Technical debts are not really debts – they are risks

A large part of what I do is quality assurance for our clients. I help them understand where their solutions are in the *-ability spectra and I help them lay out roadmaps on how to move from where they are to somewhere new.

Technical debts can be horrific

The hardest situation with technical debt I’ve been in was a solution one of our client was building with another vendor. They had spent a lot of resources in terms of time and money to replace an old system, built 2001, with only one 70-year old man alive that understood it. The reason I and my team was brought in was because of failure to deliver and my client wanted to understand if they should bring the solution into their own care and finish it themselves.

Doing the investigation we discovered something very unsettling;

The core solution was built in Visual Basic 6.

So to replace an old dead technology the vendor introduced another old dead technology. My client had correctly identified their old platform as a risk to the business, their vendor hadn’t identified theirs as such. Or as I was told:

“There hasn’t been a reason”.

This happens everywhere. This is not a unique situation.

Technical debts are really business risks and issues.

Managing technical debt is hard.
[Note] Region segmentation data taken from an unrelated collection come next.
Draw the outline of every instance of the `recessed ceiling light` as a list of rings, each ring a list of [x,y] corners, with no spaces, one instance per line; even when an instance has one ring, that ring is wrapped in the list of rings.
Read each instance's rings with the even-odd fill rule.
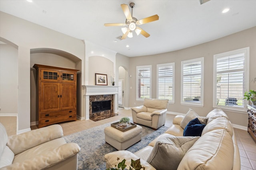
[[[226,13],[226,12],[228,12],[229,10],[230,10],[230,8],[225,8],[222,10],[222,13]]]

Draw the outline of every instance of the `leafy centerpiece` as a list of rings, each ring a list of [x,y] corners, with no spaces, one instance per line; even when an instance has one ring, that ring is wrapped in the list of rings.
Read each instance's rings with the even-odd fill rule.
[[[119,160],[120,159],[119,158],[117,158],[117,160]],[[126,168],[126,167],[127,166],[125,164],[125,161],[126,160],[125,159],[124,159],[122,162],[118,163],[118,165],[115,165],[115,168],[110,168],[106,169],[106,170],[124,170],[128,169]],[[136,160],[134,160],[132,159],[131,161],[132,162],[131,163],[131,167],[130,167],[129,170],[140,170],[141,168],[142,168],[143,170],[145,170],[145,167],[142,166],[140,164],[140,159],[138,159]]]
[[[126,126],[127,125],[128,122],[130,121],[130,119],[129,117],[124,117],[120,119],[119,123],[122,124],[122,125],[124,126]]]

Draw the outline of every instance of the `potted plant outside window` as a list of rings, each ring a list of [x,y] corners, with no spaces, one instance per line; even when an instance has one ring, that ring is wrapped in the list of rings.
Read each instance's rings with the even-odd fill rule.
[[[244,99],[247,99],[249,102],[249,104],[256,106],[256,91],[250,90],[249,92],[245,92],[244,94]]]
[[[130,121],[130,119],[129,117],[124,117],[120,119],[119,123],[122,124],[122,125],[124,126],[126,126],[128,124],[128,122]]]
Knowing what to do when is a huge challenge. Especially in the face of the two speed IT where business demand IT to respond quickly to new requirements. What do you prioritize? How do you argue for your prioritizations?
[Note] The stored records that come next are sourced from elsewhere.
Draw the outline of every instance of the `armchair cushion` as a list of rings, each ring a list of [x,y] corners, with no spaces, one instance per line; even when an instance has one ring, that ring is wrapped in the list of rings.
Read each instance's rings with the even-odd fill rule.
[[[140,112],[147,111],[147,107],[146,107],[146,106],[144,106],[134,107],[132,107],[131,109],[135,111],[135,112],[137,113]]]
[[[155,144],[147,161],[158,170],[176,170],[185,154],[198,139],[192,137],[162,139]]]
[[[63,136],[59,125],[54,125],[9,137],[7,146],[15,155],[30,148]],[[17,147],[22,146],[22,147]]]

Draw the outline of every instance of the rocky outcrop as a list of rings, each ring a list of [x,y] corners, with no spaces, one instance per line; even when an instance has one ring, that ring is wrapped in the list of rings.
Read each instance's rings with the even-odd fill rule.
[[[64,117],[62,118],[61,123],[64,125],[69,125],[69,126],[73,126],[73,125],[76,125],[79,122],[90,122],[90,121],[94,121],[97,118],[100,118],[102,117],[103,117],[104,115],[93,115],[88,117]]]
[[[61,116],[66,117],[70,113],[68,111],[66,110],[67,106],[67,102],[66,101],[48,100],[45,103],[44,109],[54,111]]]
To help me with this I use a simple model for technical debt where I call manage it as risks and issues. The model is quite easy to use and the real trick here is to use the vocabulary of issue and risk management; for the business this is what it boils down to.


It is a simple model and the important thing for the business are “Business impact” and Impact”. If you can quantify this you will have a much better conversation with the stakeholders.

There is a lot of organizations that have great models for this. It all boils down to how risk savvy the company is. How far into the future they try to look and what importance they put into their IT-systems.

This model is really simplistic. It won’t stand up to the risk management requirements in a fortune 500 company. But if you don’t have a model in place, this can be a great place to start.

Manage your technical debts as risk

The main point to take away is that technical debts are not debts, they are risks and should be managed as such. When you do, you will have a lot easier arguing for what you know is the right decision. Even in the face of two-speed it.